I have zero experience in Python but I need to use it as a data processing step for my project.我在 Python 方面的经验为零,但我需要将它用作我项目的数据处理步骤。 I'm working with drone thermal images of vineyards and the objective is to separate the canopy pixels from the ground pixels based on elevation and temperature.我正在处理葡萄园的无人机热图像,目的是根据海拔和温度将树冠像素与地面像素分开。 Using a DEM (digital elevation model), a first distinction was made between the canopy and the ground.使用 DEM(数字高程模型),首先区分了树冠和地面。 This results in a binary mask layer that can be put on top of the thermal image of the vineyard.这会产生一个二进制掩膜层,可以放在葡萄园的热图像之上。 That way, I now have a thermal image in Python of which most of the ground pixels are 0 and the canopy pixels have a value between 0 and 65535 representing the temperature.这样,我现在在 Python 中有一个热图像,其中大部分地面像素为 0,而树冠像素的值介于 0 和 65535 之间,表示温度。 However, since the first distinction (using the DEM) is not precise enough, some ground pixels are also included in the canopy mask.然而,由于第一个区分(使用 DEM)不够精确,一些地面像素也包含在冠层掩膜中。

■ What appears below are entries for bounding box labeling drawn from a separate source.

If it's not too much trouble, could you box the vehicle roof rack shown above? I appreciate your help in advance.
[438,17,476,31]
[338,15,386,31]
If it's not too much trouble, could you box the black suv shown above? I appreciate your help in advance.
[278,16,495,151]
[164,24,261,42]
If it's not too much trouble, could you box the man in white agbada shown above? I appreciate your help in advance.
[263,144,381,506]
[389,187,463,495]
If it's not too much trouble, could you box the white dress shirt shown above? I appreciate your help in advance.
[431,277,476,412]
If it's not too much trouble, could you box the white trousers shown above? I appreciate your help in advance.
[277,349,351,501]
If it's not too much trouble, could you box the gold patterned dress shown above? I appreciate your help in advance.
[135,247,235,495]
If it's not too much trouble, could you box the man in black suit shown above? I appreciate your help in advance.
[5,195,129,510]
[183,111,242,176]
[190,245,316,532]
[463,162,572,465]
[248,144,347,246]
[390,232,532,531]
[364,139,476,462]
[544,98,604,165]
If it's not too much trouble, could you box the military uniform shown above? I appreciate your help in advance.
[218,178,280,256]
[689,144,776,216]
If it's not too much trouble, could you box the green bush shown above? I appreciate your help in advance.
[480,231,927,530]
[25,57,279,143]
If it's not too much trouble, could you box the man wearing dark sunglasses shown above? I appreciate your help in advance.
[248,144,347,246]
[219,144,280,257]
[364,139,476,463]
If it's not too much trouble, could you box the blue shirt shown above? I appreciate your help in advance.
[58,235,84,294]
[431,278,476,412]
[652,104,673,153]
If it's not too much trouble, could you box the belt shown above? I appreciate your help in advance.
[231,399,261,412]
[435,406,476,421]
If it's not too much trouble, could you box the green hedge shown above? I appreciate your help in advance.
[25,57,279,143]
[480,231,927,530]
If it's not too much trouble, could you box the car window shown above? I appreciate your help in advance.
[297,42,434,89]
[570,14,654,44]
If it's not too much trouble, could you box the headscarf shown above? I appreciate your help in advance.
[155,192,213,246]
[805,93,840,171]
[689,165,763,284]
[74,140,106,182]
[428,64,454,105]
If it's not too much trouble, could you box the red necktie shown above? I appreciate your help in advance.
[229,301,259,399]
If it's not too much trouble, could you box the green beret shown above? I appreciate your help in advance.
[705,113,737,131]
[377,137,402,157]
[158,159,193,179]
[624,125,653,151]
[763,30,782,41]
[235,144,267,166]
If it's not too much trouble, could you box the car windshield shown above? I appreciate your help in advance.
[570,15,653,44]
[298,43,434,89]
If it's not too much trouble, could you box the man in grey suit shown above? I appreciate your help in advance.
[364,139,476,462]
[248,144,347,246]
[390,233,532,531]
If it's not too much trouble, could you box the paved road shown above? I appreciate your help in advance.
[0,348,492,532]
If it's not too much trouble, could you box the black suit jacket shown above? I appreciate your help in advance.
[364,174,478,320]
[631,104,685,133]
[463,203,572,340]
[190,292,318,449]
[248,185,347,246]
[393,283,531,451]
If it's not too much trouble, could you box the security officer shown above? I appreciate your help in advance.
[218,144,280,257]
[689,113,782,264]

Now I want to make a second distinction using the temperature of the selected zones.现在我想使用所选区域的温度进行第二次区分。 I was able to make contours of all the canopy zones with opencv (so I have a complete list of all the contours representing the canopy zones - with some ground pixels).我能够使用 opencv 制作所有树冠区域的轮廓(所以我有代表树冠区域的所有轮廓的完整列表 - 带有一些地面像素)。 I aim to make a histogram per contour zone displaying the density of each pixelvalue within that zone.我的目标是制作每个轮廓区域的直方图,显示该区域内每个像素值的密度。 Hopefully I can then delete the pixels that are too hot (ie groundpixels).希望我可以删除太热的像素(即groundpixels)。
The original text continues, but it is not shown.